L’Agence internationale de l’énergie atomique (AIEA) a dévoilé mardi un document dans lequel elle exprime de « graves inquiétudes » concernant le programme nucléaire iranien, s’appuyant sur des informations « crédibles » selon lesquelles Téhéran œuvre à la mise au point de l’arme atomique. Aussitôt Washington et les Européens ont fait part de leur intention d’imposer de nouvelles sanctions à la République islamique. La Russie s’est toutefois opposée à un nouveau train de mesures, ce qui rend improbable toute action en ce sens au Conseil de Sécurité de l’ONU. Sans marge de manœuvre aux Nations unies, les États-Unis et l’Union européenne pourraient décider de sanctionner directement les exportations iraniennes de pétrole ou la Banque centrale iranienne. Mais une telle manœuvre heurterait l’économie européenne, qui s’enfonce dans la crise jour après jour.
« L’Europe est visiblement très concentrée sur elle-même en ce moment, avec les difficultés économiques qu’elle connaît », observe Michael Singh, ancien responsable du dossier du Moyen-Orient au Conseil de sécurité nationale, instance qui relève de la Maison-Blanche. « Je ne pense pas qu’ils vont envisager quelque chose qui s’ajouterait à leurs problèmes », dit-il.
Washington interdit déjà à ses citoyens et aux entreprises américaines de commercer avec l’Iran. Des sanctions visant la Banque centrale elle-même reviendraient principalement à empêcher toute entité étrangère faisant affaire avec elle à poursuivre ses activités sur le sol américain. L’impact pourrait être énorme. La Banque centrale d’Iran est considérée comme un élément pivot de l’industrie pétrolière du pays, reversant au gouvernement le produit de la vente d’énergie (qui représente 70 % des revenus de Téhéran). Alors qu’Israël menace de plus en plus ouvertement d’attaquer militairement l’Iran, les États-Unis ont réaffirmé jeudi leur opposition à une telle hypothèse. Une action militaire visant le programme nucléaire iranien pourrait avoir un « grave impact » dans la région sans pour autant dissuader Téhéran de poursuivre son projet, a mis en garde le chef du Pentagone, Leon Panetta.

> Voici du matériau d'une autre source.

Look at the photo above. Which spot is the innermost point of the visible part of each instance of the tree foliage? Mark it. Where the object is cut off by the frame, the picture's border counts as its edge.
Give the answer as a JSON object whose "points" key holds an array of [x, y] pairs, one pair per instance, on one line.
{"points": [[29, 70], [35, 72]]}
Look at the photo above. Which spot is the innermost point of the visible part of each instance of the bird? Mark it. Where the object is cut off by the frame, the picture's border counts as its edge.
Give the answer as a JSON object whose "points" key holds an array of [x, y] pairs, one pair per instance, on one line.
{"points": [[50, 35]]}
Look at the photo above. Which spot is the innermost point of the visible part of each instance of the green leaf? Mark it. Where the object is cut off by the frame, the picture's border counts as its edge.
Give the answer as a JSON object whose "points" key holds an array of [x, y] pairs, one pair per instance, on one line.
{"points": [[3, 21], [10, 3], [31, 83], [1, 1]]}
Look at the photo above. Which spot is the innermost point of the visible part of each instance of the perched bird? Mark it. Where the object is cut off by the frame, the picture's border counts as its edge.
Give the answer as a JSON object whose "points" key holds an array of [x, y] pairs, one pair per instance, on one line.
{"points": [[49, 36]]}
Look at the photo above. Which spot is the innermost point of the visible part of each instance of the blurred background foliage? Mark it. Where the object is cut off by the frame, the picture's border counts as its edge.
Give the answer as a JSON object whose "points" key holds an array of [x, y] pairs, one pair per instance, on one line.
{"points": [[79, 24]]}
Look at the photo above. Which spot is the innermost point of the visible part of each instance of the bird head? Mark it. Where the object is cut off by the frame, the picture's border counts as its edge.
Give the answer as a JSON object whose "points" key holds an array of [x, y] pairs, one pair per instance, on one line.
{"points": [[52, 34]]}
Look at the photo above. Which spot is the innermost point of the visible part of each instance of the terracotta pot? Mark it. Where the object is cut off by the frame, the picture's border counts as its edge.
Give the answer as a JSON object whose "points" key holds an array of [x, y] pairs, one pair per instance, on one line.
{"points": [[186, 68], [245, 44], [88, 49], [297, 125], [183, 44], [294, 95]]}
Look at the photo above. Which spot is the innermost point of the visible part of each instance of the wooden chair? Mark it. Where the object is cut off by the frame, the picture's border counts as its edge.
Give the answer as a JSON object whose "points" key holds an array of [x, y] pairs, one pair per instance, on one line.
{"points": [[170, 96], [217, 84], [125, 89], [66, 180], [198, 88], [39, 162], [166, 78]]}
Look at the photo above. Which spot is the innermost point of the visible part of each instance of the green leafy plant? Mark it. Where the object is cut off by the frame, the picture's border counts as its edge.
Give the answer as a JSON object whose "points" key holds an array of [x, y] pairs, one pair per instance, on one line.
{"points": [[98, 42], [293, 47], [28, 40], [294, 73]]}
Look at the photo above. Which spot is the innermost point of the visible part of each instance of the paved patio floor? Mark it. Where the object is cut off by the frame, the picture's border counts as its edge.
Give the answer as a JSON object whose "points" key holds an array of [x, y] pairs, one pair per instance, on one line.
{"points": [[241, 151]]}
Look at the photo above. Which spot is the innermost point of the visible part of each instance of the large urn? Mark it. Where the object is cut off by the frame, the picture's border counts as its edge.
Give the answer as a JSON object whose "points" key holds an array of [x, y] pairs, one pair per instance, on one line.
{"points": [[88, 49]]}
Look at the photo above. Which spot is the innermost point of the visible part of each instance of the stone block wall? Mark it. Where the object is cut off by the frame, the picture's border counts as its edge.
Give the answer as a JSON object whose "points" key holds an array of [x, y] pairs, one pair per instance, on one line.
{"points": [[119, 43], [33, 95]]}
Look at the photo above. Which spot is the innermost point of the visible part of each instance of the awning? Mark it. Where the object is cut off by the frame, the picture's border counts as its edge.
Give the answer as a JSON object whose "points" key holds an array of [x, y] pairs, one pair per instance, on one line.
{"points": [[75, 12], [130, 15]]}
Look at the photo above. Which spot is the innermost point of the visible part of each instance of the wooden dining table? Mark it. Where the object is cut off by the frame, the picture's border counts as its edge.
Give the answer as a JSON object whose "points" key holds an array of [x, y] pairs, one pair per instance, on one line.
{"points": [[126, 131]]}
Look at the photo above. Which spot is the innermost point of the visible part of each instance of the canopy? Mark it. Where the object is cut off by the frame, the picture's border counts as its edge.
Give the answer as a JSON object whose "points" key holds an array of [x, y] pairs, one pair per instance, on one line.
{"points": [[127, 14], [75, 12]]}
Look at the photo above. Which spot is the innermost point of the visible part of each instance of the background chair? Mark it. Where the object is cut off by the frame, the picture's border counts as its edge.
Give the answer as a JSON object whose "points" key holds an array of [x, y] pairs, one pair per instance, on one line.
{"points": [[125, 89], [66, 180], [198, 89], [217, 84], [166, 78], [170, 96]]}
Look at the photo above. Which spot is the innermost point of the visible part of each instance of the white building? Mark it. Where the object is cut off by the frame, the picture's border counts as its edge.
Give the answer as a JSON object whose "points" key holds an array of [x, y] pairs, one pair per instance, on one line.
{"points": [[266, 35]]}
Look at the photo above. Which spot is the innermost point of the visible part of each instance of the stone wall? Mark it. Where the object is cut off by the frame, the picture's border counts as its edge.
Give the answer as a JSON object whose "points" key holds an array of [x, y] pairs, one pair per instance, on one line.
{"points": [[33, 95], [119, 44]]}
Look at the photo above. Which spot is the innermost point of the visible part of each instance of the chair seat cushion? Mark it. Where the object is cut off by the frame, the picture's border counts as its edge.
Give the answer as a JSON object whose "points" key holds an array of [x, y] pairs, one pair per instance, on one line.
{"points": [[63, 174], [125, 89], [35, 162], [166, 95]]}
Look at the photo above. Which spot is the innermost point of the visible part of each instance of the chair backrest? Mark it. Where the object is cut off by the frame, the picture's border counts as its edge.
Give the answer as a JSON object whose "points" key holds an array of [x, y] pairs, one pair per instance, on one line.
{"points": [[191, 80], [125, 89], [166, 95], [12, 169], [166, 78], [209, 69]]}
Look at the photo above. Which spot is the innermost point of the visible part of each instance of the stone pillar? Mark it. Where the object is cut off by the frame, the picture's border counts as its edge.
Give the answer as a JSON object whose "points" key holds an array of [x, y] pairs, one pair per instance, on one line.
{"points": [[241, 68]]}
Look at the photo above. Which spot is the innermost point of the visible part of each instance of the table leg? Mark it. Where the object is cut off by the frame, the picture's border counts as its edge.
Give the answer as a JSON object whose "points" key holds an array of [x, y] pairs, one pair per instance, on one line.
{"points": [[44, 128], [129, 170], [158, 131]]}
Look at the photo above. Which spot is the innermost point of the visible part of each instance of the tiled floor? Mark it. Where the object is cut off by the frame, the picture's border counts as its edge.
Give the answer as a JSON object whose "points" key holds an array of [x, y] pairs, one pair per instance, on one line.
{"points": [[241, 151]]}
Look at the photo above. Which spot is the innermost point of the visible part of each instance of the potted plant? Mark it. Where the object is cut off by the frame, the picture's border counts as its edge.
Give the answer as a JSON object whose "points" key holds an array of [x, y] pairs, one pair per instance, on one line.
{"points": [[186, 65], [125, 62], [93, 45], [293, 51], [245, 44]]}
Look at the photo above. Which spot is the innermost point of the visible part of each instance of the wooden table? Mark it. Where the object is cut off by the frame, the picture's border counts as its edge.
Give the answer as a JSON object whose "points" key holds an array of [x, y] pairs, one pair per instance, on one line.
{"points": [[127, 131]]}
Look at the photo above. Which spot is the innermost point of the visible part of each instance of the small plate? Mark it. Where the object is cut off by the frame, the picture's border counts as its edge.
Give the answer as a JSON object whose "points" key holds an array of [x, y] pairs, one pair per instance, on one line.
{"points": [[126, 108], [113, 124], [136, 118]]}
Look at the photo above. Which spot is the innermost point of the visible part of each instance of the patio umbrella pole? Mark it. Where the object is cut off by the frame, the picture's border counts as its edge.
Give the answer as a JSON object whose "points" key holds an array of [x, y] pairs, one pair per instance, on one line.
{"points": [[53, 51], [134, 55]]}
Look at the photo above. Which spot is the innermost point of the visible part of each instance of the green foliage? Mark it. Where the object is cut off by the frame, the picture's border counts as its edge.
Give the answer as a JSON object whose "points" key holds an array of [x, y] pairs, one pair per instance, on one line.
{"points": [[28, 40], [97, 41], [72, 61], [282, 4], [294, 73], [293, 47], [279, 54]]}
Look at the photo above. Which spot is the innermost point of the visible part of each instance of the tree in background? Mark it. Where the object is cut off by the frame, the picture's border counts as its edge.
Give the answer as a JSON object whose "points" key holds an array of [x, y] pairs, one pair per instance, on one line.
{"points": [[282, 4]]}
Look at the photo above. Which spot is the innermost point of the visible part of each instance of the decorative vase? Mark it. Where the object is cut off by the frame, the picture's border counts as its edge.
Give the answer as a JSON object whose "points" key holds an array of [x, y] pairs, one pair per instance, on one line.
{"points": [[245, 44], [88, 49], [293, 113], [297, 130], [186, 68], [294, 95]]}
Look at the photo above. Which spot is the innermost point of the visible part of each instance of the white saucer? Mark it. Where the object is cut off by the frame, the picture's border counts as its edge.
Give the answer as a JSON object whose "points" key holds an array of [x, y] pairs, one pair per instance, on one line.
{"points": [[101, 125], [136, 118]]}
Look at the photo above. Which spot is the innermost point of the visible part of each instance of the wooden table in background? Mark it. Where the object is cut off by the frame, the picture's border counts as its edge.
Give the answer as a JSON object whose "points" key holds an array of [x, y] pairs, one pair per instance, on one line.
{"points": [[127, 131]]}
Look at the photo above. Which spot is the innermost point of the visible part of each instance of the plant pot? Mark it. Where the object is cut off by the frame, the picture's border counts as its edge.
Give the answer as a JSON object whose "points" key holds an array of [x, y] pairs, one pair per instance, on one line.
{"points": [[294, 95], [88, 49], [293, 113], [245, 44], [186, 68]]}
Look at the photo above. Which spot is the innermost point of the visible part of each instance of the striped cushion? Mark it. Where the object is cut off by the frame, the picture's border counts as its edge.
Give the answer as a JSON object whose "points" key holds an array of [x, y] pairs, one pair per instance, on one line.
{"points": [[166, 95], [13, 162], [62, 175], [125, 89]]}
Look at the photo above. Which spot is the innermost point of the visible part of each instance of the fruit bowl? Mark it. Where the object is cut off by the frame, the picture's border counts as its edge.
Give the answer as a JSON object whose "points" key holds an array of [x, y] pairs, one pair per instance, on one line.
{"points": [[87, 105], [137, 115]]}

Pour Lawrence Eagles, analyste du marché pétrolier chez JPMorgan Chase, « des sanctions vraiment sévères ou une action militaire contre l’Iran présentent clairement des risques géopolitiques qui entraîneront une hausse des cours du pétrole ». Il estime que les six premiers acheteurs d’or noir iranien – la Chine, l’Inde, le Japon, la Corée du Sud et l’Espagne – importent environ 1,7 million de barils chaque jour. « Où trouvera-t-on 1,7 million de barils par jour pour remplacer le brut iranien », s’interroge l’analyste. Soulignant que « les Européens veulent probablement être assurés qu’il n’y aura pas de hausse subite des cours », M. Singh juge envisageable de trouver une solution permettant « de ne pas interdire à l’Iran d’exporter son pétrole tout en lui compliquant la récolte des paiements ».
« Nous sommes en mesure de sanctionner la Banque centrale et de forcer la communauté internationale à faire de même », estime Michael Rubin, un expert du centre de réflexion conservateur American Enterprise Institute, reconnaissant que cela soulève certaines questions militaires et diplomatiques. « Le problème avec un embargo, c’est qu’il faut le faire respecter : que se passe-t-il quand quelqu’un tente de le déjouer », se demande M. Rubin, remarquant que « c’est un chemin glissant vers la guerre ».